THE work of a Morpeth-born man known as The Father of English Botany will be examined at a conference in the town next week.
William Turner provided more than 300 first identifications of English native plants and wrote extensively on fish, birds, wine and medical baths. His travels in Europe during the Reformation were the source of many of his insights and observations.
In 2008, Morpeth celebrated the 500th anniversary of Turner’s birth with a series of events and lectures, leading to a great deal of new research which so far has not been available in the public domain.
Now the Friends of Carlisle Park, supported by Northumberland County Council and Greater Morpeth Development Trust, is hosting a one-day conference of walks and talks to explore and contextualise his seminal work in natural history during the 1540s.
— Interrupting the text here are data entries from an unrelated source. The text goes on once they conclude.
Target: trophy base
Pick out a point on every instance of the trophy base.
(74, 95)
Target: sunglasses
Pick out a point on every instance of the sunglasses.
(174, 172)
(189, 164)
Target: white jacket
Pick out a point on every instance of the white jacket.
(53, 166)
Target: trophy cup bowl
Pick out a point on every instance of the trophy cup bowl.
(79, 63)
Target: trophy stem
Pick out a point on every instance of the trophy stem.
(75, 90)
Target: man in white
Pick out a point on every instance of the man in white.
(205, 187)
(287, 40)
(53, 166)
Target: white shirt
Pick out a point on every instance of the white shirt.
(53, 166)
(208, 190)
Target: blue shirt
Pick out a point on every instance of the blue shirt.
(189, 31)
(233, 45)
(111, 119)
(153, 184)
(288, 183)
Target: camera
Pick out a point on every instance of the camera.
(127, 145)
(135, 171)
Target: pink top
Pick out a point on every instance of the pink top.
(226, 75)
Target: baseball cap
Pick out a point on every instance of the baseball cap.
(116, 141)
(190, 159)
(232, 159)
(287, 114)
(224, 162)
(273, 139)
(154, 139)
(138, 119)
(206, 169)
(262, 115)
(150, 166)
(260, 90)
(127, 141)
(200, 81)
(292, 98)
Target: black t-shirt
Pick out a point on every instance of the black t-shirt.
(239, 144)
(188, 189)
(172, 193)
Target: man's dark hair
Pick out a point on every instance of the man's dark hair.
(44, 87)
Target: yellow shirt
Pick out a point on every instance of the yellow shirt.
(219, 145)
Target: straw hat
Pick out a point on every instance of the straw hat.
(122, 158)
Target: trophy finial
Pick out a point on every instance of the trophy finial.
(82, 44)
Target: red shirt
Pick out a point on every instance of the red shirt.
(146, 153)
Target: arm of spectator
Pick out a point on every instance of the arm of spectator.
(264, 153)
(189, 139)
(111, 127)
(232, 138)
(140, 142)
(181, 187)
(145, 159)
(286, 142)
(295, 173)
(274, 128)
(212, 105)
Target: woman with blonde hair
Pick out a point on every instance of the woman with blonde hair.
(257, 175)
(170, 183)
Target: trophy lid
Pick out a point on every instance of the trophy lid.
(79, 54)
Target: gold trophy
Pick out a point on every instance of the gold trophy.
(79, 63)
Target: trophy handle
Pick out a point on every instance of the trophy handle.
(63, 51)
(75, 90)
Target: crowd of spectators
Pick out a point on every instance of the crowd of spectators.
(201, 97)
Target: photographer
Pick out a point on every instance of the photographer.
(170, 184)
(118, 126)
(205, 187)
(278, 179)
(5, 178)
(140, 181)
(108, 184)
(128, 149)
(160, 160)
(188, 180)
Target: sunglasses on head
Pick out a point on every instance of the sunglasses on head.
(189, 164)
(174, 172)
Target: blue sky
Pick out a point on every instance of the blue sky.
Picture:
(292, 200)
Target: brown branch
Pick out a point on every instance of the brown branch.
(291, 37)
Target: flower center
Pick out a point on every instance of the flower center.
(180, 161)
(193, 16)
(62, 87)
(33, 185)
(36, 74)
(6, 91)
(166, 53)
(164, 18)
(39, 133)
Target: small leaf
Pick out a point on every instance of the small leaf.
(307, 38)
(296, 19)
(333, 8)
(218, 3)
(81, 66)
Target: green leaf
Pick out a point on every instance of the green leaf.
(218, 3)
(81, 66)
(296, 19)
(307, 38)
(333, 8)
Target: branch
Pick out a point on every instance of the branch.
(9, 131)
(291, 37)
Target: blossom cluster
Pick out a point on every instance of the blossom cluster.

The speakers include academics from Newcastle University and the Open University and the sessions look at Turner’s work on the natural history of birds and fishes, the Morpeth that he left behind, including some of the sites that would be recorded in his most famous work on plants A New Herball, and his travels in the Rhineland and East Friesland.
The William Turner in the 1540s event will take place on Saturday, September 17. Talks will take place in Morpeth Chantry and Morpeth Town Hall.
On Sunday, September 18, there will be a Turner walk to Lady Chapel in Bothal Woods, one of the sites referred to in A New Herball.
All the walks and talks are free but pre-booking is required.